Buffer Overflow
Writes past the end of a buffer. Classic memory-safety bug; almost always C/C++.
GateTest coverage
Not directly covered today. GateTest focuses on web-stack languages and infrastructure-as-code. For this class of bug, pair GateTest with a C/C++-aware analyzer.
Example
char dst[16]; strcpy(dst, user_input);
How to fix it
Memory-safe languages or bounded-copy APIs. GateTest does not scan C/C++.
Frequently asked questions
What is CWE-119 (Buffer Overflow)?
Writes past the end of a buffer. Classic memory-safety bug; almost always C/C++.

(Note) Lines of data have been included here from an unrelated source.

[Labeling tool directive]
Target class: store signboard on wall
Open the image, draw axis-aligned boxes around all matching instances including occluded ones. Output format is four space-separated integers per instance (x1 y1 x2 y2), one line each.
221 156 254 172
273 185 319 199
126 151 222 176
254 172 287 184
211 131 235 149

How do I fix buffer overflow?
Memory-safe languages or bounded-copy APIs. GateTest does not scan C/C++.
Does GateTest detect CWE-119?
Not directly today. GateTest focuses on web-stack languages (JavaScript, TypeScript, Python, Go, Java, Ruby, PHP) and infrastructure-as-code. Buffer Overflow is most relevant to C / C++ code. For full coverage of this class, pair GateTest with CodeQL or a memory-safety analyzer.
What rank is Buffer Overflow in the CWE Top 25?
Buffer Overflow is ranked #17 in the MITRE 2023 CWE Top 25 Most Dangerous Software Weaknesses list. The ranking reflects both prevalence (how often it appears in real CVEs) and severity (the typical impact when it's exploited).